Like IgG antibodies, neutralizing antibodies were low in previously COVID-19-positive individuals (34.26%) in comparison to COVID-19-negative individuals (65.74%). There was a significant difference in neutralizing antibody levels (p<0.0001) in previously covid-positive versus covid-negative HCWs (
Figure 4). The levels of both IgG and Neutralizing antibodies were significantly high in HCWs with a history of COVID-19 infections as compared to subjects without a history of such infection (p<0.0001). Serum Neutralization inhibition percentages compared with different blood groups, Rh Status, Sleeping pattern, and other health-related and environmental factors were mentioned in supplementary figures S4 to S6.
3.3. High-Risk vs. Low-Risk
HCWs having 50% or below neutralizing antibody levels with below 2.0 index value IgG antibody levels were considered a High-risk group (239 (23.87%)) whereas HCWs with 50% and above neutralizing antibody levels and 2.0 index value IgG antibody levels were considered as Low-risk group (762 (76.12%)).
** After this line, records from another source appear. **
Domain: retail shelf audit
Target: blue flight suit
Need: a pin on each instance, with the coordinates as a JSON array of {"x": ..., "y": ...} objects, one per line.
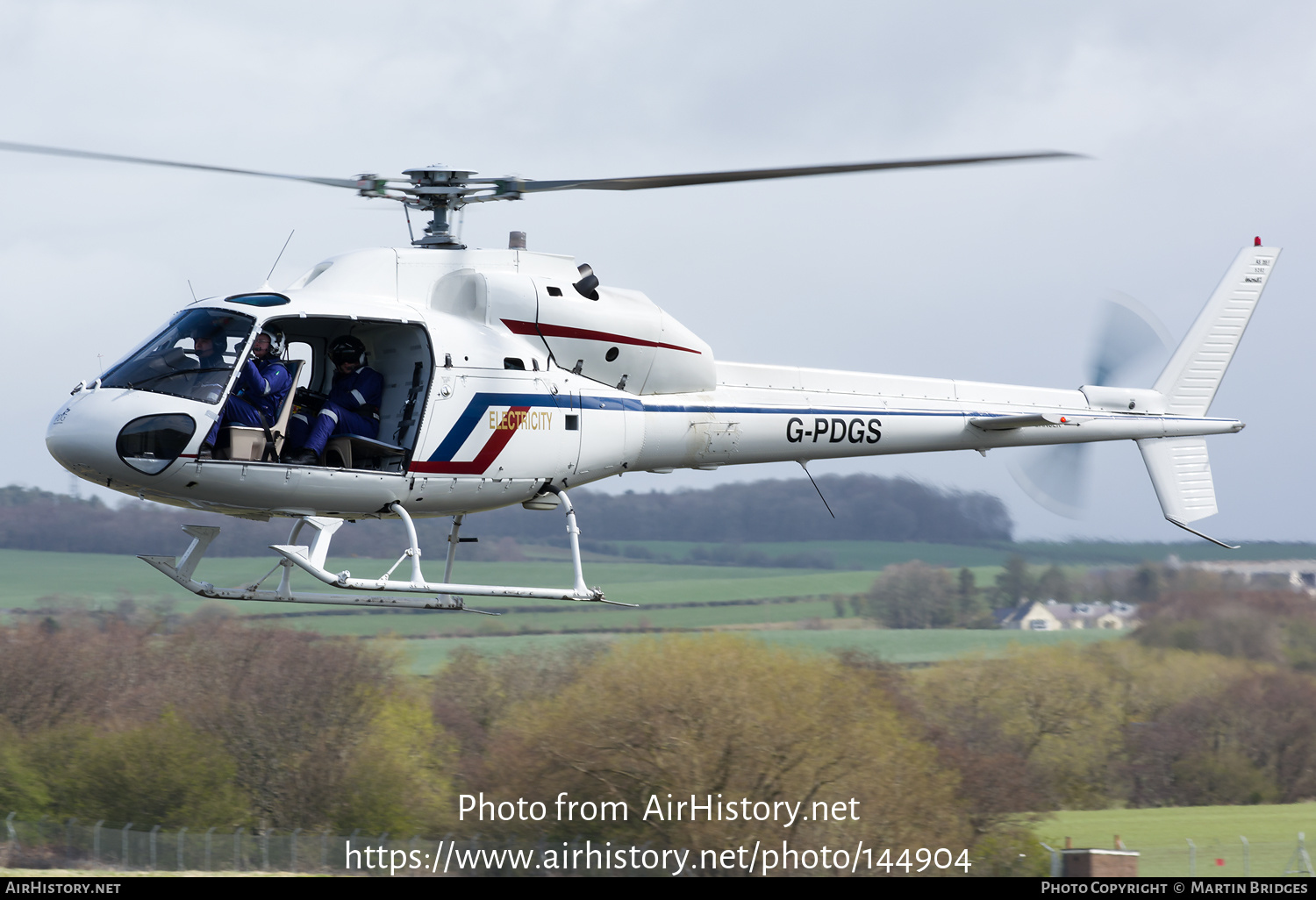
[
  {"x": 352, "y": 408},
  {"x": 262, "y": 386}
]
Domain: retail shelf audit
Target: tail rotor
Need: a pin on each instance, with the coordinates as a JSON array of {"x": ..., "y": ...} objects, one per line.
[{"x": 1057, "y": 476}]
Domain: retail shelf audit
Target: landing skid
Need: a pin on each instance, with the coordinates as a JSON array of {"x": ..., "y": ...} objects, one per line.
[{"x": 312, "y": 560}]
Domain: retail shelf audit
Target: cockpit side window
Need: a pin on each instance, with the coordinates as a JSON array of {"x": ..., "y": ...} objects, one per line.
[{"x": 192, "y": 357}]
Most of the HCWs in the age group 31 to 40 years were Seropositive (low-risk group) (p=0.026). Based on occupations; Doctors (p<0.0001), nurses (p=0.005), lab technicians (p=0.031), and supportive staff (p=0.0002) were seropositive and others (Administrative staff, researchers, others, etc..) were seronegative (high-risk group). A comparison between Demographic information within the risk groups is shown in
Table 1.
When compared with other factors like Smoking, alcohol consumption, sleeping patterns, and stress showed no significant difference between high-risk and low-risk groups, data shown in
Table 2. We found that the majority of HCWs with a History of COVID-19 positivity are in the Low-risk group (p<0.0001).
3.4. Avidity Results
Out of 1001 subjects, sera of 92 subjects were selected for avidity testing. Instead of testing with a Standard concentration of 7M urea, increasing concentrations of urea such as 3M, 5M, and 7M with PBS as a Control were used. The results showed no variation in avidity at different concentrations compared to avidity testing with PBS solution.
The avidity did not vary significantly concerning different Gender types, Smoking habits, Alcoholics, involvement in COVID-19 duty, Family size, etc. However, among risk and high-risk groups, the avidity was slightly high in High-risk groups compared to the Low-risk group but it was not statistically significant (
Figure 5). Interestingly the Avidity index was maintained at almost 40% (Gray zone) at all three concentrations (3M, 5M & 7M) of Urea in Both risk groups. High IgG Avidity was observed in HCWs who were vaccinated, had a history of COVID-19 infection, and were involved in COVID-19-related duty. We found significant differences between people who had a second dose of vaccination after 60 days of the first dose compared to less than 60 days. The avidity data comparison with COVID-19 positivity, Neutralization inhibition (>50%), and Gap between the first dose and second dose was shown in supplementary
Figures S7 to S9.
3.5. Initial results vs. 1-year follow-up results
Due to financial constraints, a total of 15% of subjects (151) were tested for both Neutralizing and IgG antibody levels after 1 year from the initial testing. Among 151 subjects, males were 81 and females were 70. 71 HCWs had confirmed previous history of COVID-19 infection whereas 80 HCWs had no such history. Both antibody levels were found markedly increased after one year when compared to initial results and the difference was statistically significant, with neutralizing antibodies p<0.001 (81.08 ± 24.1 vs 92.55 ± 8.9) and IgG antibodies p<0.001 (5.99 ± 5.6 vs 30.30 ±9.8). When compared with the history of COVID-19 infection, there were no significant differences in both neutralizing and IgG antibody levels after one year of initial testing.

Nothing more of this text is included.